Research on males has shown a positive association between exposure to media images of the lean, muscular male figure and body dissatisfaction (e.g., Blond, 2008; Cahill & Mussap, 2007; Galioto & Crowther, 2013; Jonason, Krcmar, & Sohn, 2009) or a concern with physical appearance (Morry & Staska, 2001) in men. Furthermore, changes in state body satisfaction following exposure to media images (Cahill & Mussap, 2007) and the internalisation of media ideals (Daniel & Bridges, 2010) have been associated with a greater drive to increase muscle mass.

Internalisation of media ideals has been found to mediate the effects of media exposure on body dissatisfaction and attitudes towards cosmetic surgery (Sharp, Tiggemann, & Mattiske, 2014). Decreased body satisfaction can lead to an increase in the use of body-altering interventions on the part of people who do not conform to the idealised appearance promoted by the fashion and media industries. Research has found that this affects people across the lifespan, ethnicities and genders.  For example, in middle-aged women, body dissatisfaction and media exposure predict attitudes towards and consideration of cosmetic surgery and other cosmetic intervention (e.g., Sharp, Tiggemann, & Mattiske, 2014; Menzel, Sperry, Thompson, Cash, & Sarwer, 2011; Slevec & Tiggemann, 2010; Swami, 2009). A review of the literature conducted by the American Psychological Association’s Task Force on the Sexualization of Girls (2010) found that in recent years there has been a rise in the demand for cosmetic surgery and non-surgical beauty treatments among young girls.
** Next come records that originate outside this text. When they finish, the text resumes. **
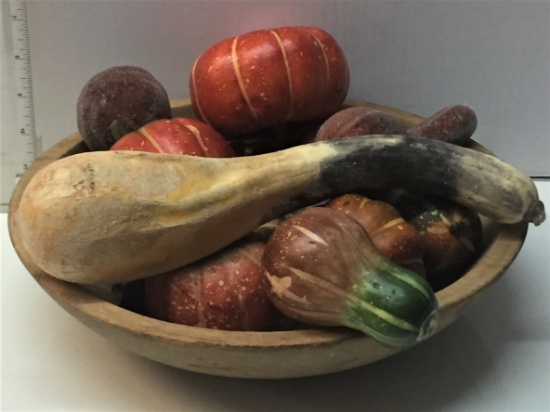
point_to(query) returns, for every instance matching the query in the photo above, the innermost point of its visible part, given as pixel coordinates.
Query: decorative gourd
(222, 291)
(268, 77)
(396, 238)
(322, 268)
(112, 216)
(120, 97)
(451, 234)
(179, 136)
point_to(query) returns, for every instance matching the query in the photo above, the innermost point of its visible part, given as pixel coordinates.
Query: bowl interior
(313, 350)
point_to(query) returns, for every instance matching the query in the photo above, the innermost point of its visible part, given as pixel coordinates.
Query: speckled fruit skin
(127, 94)
(267, 77)
(223, 291)
(180, 135)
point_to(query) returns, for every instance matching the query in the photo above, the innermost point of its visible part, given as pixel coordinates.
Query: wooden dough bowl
(281, 354)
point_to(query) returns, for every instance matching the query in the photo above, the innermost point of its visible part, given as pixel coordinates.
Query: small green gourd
(321, 267)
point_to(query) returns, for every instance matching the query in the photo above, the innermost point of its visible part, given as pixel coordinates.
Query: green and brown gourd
(322, 268)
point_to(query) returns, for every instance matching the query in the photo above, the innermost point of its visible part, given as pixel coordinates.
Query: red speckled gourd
(179, 136)
(223, 291)
(267, 77)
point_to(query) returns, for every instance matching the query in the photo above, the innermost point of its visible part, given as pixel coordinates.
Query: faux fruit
(322, 268)
(111, 216)
(120, 97)
(223, 291)
(268, 77)
(394, 237)
(179, 136)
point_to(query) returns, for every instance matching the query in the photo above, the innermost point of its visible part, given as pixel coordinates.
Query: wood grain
(273, 355)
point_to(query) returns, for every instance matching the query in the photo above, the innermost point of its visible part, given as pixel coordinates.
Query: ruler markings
(25, 149)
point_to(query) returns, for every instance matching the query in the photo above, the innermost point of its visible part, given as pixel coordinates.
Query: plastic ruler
(22, 146)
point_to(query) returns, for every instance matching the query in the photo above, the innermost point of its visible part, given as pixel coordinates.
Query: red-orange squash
(267, 77)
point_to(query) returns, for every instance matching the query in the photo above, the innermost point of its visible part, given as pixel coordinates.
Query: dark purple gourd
(117, 101)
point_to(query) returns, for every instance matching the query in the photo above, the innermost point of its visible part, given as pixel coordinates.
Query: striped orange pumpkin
(268, 77)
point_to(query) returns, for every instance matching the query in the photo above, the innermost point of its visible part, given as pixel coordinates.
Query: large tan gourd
(115, 216)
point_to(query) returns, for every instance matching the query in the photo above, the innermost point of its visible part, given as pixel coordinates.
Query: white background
(493, 55)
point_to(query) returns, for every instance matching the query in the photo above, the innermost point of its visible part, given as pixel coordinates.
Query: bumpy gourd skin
(123, 98)
(322, 268)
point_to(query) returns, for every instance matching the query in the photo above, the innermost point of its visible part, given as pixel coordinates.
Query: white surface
(416, 55)
(496, 358)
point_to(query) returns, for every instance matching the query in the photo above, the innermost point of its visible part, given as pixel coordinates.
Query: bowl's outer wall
(254, 354)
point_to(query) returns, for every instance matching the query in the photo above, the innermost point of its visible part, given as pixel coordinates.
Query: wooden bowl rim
(501, 252)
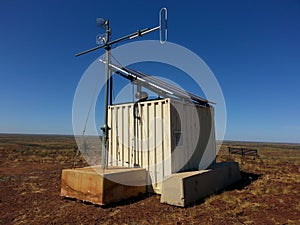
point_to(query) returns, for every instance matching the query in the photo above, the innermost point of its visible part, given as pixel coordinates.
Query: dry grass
(267, 194)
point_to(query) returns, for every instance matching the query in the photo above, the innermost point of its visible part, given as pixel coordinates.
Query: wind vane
(105, 42)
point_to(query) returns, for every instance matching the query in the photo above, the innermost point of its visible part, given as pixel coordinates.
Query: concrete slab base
(92, 184)
(183, 189)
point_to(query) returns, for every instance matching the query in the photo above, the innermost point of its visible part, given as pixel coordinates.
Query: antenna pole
(107, 72)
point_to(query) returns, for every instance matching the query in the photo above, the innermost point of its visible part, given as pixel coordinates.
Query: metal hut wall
(164, 136)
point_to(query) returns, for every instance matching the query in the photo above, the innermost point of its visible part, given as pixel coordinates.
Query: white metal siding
(154, 147)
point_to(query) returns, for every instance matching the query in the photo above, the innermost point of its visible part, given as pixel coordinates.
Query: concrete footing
(183, 189)
(92, 184)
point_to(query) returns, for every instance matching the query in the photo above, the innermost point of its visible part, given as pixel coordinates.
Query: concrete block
(183, 189)
(92, 184)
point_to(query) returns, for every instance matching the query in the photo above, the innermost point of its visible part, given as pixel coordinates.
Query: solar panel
(157, 85)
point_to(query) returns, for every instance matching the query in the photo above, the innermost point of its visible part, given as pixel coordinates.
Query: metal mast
(163, 16)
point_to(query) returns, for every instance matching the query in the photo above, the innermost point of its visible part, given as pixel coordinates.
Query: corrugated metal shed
(165, 136)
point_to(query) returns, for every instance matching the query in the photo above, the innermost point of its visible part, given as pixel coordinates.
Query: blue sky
(253, 48)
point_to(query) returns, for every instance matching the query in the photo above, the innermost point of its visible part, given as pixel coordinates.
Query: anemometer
(103, 41)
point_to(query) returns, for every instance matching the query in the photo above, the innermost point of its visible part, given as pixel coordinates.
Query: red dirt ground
(30, 192)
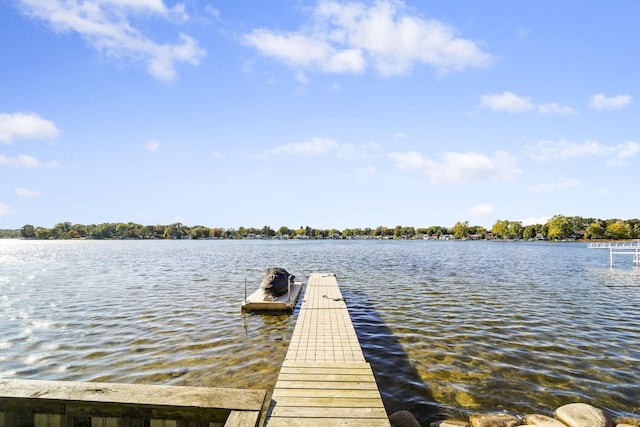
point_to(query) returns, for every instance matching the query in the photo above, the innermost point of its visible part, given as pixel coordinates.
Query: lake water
(450, 328)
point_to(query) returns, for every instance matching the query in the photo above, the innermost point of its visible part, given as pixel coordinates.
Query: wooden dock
(325, 380)
(620, 248)
(261, 301)
(70, 404)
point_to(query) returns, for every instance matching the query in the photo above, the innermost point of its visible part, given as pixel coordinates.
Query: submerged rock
(403, 419)
(581, 415)
(450, 423)
(494, 420)
(543, 421)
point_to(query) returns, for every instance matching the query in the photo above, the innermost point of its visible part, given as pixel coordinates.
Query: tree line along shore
(559, 227)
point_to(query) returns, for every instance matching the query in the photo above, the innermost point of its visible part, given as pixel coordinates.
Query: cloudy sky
(329, 114)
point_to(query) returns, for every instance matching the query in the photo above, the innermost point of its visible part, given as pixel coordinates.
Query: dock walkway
(325, 380)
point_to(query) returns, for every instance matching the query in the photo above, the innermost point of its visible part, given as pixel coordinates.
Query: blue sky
(326, 114)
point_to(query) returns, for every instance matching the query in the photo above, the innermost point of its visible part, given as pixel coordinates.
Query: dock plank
(325, 379)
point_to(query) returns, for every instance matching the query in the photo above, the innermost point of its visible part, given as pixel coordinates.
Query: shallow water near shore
(450, 328)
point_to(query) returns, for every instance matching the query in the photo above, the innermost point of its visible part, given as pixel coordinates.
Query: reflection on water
(449, 327)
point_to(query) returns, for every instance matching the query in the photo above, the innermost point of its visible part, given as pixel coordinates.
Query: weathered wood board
(325, 380)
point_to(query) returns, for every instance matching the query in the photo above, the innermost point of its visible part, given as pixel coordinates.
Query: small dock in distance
(325, 379)
(619, 248)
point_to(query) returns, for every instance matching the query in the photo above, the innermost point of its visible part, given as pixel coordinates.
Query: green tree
(28, 232)
(199, 232)
(43, 233)
(530, 232)
(560, 227)
(514, 230)
(461, 230)
(500, 229)
(595, 230)
(618, 230)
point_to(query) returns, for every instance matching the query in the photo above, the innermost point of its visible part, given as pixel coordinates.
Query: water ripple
(449, 327)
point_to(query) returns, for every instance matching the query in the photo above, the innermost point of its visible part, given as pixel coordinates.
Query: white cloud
(25, 126)
(507, 101)
(461, 168)
(6, 210)
(311, 147)
(545, 151)
(483, 210)
(107, 25)
(152, 146)
(601, 102)
(23, 161)
(362, 173)
(353, 37)
(555, 108)
(25, 192)
(547, 187)
(627, 149)
(511, 103)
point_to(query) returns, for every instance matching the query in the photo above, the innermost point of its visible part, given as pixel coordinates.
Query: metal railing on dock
(32, 403)
(619, 248)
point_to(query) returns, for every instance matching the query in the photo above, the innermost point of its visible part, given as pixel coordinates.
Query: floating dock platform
(325, 379)
(617, 248)
(260, 301)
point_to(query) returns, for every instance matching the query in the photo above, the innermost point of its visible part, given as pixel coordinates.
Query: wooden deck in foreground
(325, 380)
(33, 403)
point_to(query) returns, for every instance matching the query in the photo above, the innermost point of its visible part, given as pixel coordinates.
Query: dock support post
(611, 255)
Hunter (2011) highlights the use of dangerous skin-bleaching products and cosmetic surgery among Black people.

Although social psychologists have been researching the issues around body image for decades, until now few have worked directly with the fashion and media industries. Psychologists working in fashion can address these in context to help individuals become more media savvy and also provide guidelines for the fashion and media industries that enable them to understand the benefits of diversity and inclusivity for their consumers and their business.